« Tout
droit, le cou large et velu, il portait haut son chef couronné d'une
ramure ample et sombre. Ses yeux songeurs regardaient au loin devant lui. Lorsque
le remous des échines se fut refermé sur son corps, ses bois royaux
continuèrent de surgir, haut dressés, par-dessus les bêtes
de son clan.» Maurice GENEVOIX
Dés la mi-août, alors qu’ils arborent leurs nouveaux bois tout juste débarrassés du « velours », les cerfs adultes rejoignent des parcelles qu’ils occuperont jusqu’au mois d’octobre : les places de brame. Le commencement du brame, généralement autour des derniers jours d’août ou des premiers de septembre, n’est pas dû à un seul facteur mais à la conjugaison d’éléments olfactifs( phéronomes laissés tant par les biches en chaleur que par les mâles) d’éléments auditifs( raires) et d’éléments saisonniers( rétrécissement des périodes de jour et abaissement de la température). Le mâle va chercher à regrouper en harde un certain nombre de femelles (généralement de trois à cinq) afin de les féconder. Cette saison est donc intense pour le cerf qui doit veiller sur sa harde, empêcher tout intrus d’approcher les biches et se mesurer aux autres cerfs adultes, à travers des combats dont l’issue peut exceptionnellement être fatale, pour défendre son harem et sa place de brame.

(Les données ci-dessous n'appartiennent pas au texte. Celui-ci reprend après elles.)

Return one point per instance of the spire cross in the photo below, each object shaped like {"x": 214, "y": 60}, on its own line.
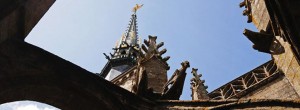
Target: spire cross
{"x": 137, "y": 7}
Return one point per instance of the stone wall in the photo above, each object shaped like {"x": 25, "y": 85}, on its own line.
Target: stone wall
{"x": 277, "y": 89}
{"x": 286, "y": 61}
{"x": 260, "y": 16}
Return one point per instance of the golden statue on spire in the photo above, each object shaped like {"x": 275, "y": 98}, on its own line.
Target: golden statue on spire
{"x": 137, "y": 7}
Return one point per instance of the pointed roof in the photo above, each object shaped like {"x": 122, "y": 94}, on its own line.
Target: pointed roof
{"x": 130, "y": 37}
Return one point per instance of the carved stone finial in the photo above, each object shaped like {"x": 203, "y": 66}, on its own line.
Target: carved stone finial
{"x": 247, "y": 11}
{"x": 197, "y": 85}
{"x": 173, "y": 88}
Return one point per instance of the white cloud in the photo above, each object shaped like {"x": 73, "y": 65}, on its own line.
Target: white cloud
{"x": 27, "y": 107}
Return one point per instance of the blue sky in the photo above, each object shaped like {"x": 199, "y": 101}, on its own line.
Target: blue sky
{"x": 208, "y": 33}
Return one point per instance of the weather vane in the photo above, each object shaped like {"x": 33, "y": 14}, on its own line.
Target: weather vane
{"x": 137, "y": 7}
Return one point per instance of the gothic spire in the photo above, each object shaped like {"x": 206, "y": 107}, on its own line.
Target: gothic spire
{"x": 130, "y": 37}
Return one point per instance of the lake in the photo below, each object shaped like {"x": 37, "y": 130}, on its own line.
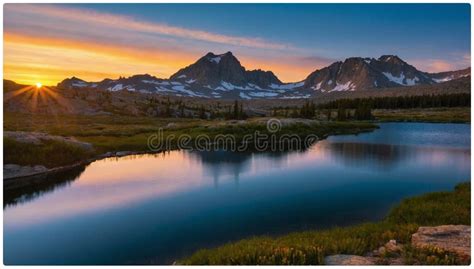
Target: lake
{"x": 158, "y": 208}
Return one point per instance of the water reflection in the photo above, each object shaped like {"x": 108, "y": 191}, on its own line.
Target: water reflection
{"x": 33, "y": 188}
{"x": 388, "y": 157}
{"x": 157, "y": 208}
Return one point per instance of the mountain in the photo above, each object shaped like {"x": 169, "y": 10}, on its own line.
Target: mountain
{"x": 221, "y": 76}
{"x": 212, "y": 70}
{"x": 450, "y": 75}
{"x": 366, "y": 73}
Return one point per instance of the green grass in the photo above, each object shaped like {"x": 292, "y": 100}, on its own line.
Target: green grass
{"x": 121, "y": 133}
{"x": 50, "y": 153}
{"x": 306, "y": 248}
{"x": 440, "y": 115}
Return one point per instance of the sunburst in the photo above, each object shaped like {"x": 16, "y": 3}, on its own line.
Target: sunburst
{"x": 34, "y": 95}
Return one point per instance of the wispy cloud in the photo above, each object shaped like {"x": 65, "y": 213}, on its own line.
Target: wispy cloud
{"x": 82, "y": 17}
{"x": 92, "y": 45}
{"x": 457, "y": 60}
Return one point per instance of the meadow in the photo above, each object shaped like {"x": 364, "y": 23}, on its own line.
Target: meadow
{"x": 310, "y": 248}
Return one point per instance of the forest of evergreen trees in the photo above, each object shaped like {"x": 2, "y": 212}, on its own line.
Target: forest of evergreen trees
{"x": 400, "y": 102}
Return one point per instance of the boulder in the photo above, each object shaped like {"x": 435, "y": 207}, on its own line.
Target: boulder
{"x": 348, "y": 260}
{"x": 452, "y": 238}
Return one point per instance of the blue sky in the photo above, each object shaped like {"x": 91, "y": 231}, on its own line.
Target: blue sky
{"x": 433, "y": 37}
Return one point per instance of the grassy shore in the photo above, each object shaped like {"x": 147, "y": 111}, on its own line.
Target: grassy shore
{"x": 310, "y": 248}
{"x": 435, "y": 115}
{"x": 122, "y": 133}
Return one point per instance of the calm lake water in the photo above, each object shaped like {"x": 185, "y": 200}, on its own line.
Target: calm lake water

La durée du brame est très variable suivant les régions (plaine, montagne…), les conditions climatiques et les ressources alimentaires. En effet, les années où il y a beaucoup de fruits forestiers, les bichettes prennent du poids plus rapidement et peuvent être en œstrus dés la mi-novembre, ce qui prolonge le brame. La période principale, en Franche-Comté va généralement du 15 septembre au 15 octobre.
LES RAIRES
Nous distinguons
trois sortes de raire. Les raires de marquage et d’appel que l’on peut entendre
tout au long du brame. Ils ont pour fonction de marquer l’emplacement du cerf
vis à vis de ses congénères et d’ « appeler »
les biches. L’observation nous montre que le cerf lance cet appel aux différents
points cardinaux avec un temps de latence et d’écoute plus ou moins important
entre chaque émission. Lorsque le brame est bien « installé
» apparaissent les raires de défi. Ils signent l’état d’excitation
et de nervosité des cerfs. Ils résonnent particulièrement
lorsque des biches traversent des parcelles et atteignent leur paroxysme autour
de la deuxième quinzaine de septembre. Ces raires sont très puissants
et impressionnants, on a le sentiment que tous les cerfs brament en même
temps. Enfin, après un combat, le raire de victoire du cerf le plus fort
est tout à fait caractéristique
COMPORTEMENT DES ANIMAUX
Les mâles
Les mâles adultes dominants (dont
l'âge est supérieur à 8 ans) arrivent les premiers sur leur
place de brame. Ils vont donc veiller à défendre cette place contre
tout intrus et à attirer le plus de biches. Il est impossible de dire
le nombre de biches honorées par un cerf car il est très rare
d'observer ce comportement la journée, sauf en parc, et la nuit nous
sommes aveugles.
Pendant tout
ce temps, le cerf est hyperactif et peut perdre jusqu’à 20 % de son poids.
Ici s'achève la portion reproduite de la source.